Julie, bénévole locale de Normandie, a l’habitude d’utiliser le jeu pour créer du lien, elle l’utilise souvent dans son action auprès des réfugiés du camp de Ouistreham où elle se rend régulièrement : “Le jeu est un formidable moyen de rentrer en communication avec les autres, grâce au plaisir d’être ensemble et à l’aspect ludique.”
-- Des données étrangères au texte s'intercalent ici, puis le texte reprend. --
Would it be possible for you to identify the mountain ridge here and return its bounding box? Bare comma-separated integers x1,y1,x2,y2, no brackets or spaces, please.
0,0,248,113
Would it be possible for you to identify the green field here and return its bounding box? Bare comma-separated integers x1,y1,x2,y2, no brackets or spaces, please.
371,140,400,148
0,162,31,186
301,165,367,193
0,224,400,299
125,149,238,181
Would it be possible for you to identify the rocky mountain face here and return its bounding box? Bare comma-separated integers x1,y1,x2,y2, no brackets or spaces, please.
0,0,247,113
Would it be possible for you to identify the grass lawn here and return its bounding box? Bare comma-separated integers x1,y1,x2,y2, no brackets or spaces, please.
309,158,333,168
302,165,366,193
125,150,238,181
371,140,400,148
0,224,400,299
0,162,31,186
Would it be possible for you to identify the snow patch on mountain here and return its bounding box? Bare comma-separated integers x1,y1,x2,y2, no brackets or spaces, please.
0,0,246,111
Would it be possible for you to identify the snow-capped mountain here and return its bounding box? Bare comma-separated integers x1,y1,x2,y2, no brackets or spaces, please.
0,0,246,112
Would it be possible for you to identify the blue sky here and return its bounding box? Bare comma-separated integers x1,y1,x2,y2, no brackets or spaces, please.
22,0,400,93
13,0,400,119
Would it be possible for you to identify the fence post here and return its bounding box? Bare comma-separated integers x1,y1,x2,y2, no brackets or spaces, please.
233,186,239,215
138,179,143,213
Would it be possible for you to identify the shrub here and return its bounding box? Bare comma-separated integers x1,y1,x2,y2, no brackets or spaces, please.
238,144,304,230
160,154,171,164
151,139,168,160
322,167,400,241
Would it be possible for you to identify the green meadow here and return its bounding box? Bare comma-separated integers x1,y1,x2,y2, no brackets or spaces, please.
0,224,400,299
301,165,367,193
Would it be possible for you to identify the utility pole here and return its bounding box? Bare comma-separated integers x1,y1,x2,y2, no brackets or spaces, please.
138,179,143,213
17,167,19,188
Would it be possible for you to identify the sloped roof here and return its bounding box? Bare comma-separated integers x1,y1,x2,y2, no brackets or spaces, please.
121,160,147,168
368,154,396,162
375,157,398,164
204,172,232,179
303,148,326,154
Pour Oranne, 28 ans, c’est une première participation à la Caravane de l’exil. Elle est bénévole au rétablissement des liens familiaux (RLF) de Normandie : “On est régulièrement en lien avec des personnes en demande d’asile, ils nous racontent leurs parcours catastrophiques, difficiles… Ici, je peux faire le lien entre ce que l’on fait au RLF et le partager avec le grand public, cet aspect de sensibilisation est très intéressant. Les activités proposées sont de très bons brise-glace, cela peut entraîner des discussions passionnantes avec des personnes de tout horizon, de tout âge … ”
Kevin, un jeune passant qui s’est arrêté une vingtaine de minutes sur le stand, a beaucoup apprécié “tourner” la roue des questions : “Il y a plein de questions dont je ne connaissais pas les réponses, comme par exemple le pays qui reçoit le plus de migrants sur son territoire (ndlr : l’Iran). Tout le monde devrait participer, ça remet en question de nombreuses idées reçues, et on apprend plein de choses.”

Mélanie, bénévole à Caen, se rend régulièrement au camp de réfugiés de Ouistreham. Toute l’année, son équipe propose des cours de français et des activités pour leur permettre de découvrir la culture française. “C’est intéressant de rencontrer le public, d’écouter, de les laisser s’exprimer… C’est un sujet malheureusement de plus en plus tabou, il y a un grand besoin de sensibilisation et déconstruction des préjugés.”

Charlotte Grimont, chargée du programme national Migration, se félicite de cette édition 2025, très réussie : “Cette année, nous avons développé des animations autour de la thématique de la multiculturalité. Les codes culturels peuvent parfois surprendre, décontenancer. Aller à la découverte d'autres codes, c’est s’ouvrir à l’autre et mieux le comprendre. Par exemple, finir son assiette lors d’un repas : dans certaines cultures, c’est de la politesse, et dans d’autres, ce n’est pas le cas … Nous essayons par le plus de moyens possibles (le jeu, la discussion …) d’ouvrir le public sur une autre manière de voir les choses, de changer d’angle de vue…
Un groupe de jeunes garçons se rapproche timidement du stand. Mamadou leur propose l’atelier des casques de réalité virtuelle : “ Souvent les gens sont attirés par le côté moderne et ludique, et ils ne s’attendent pas à une telle expérience. En quelques secondes, ils sont transportés en Ukraine … L’immersion à 360° est très réaliste et leur donne un autre point de vue que le journal télévisé, ils écoutent les témoignages de personnes qui parlent de leur vécu directement, les yeux dans les yeux … Quand ils retirent le casque, ils sont touchés, émus… Les jeunes sont souvent très impressionnés. Si l’on pouvait transporter tout le monde quelques jours dans un camp de réfugiés, cela changerait radicalement leur regard sur les migrants. Cette animation permet à chacun de se mettre à la place des autres.”

Cet été, plus de 5000 personnes ont été sensibilisées dans toute la France grâce aux équipes de la Caravane de l’exil.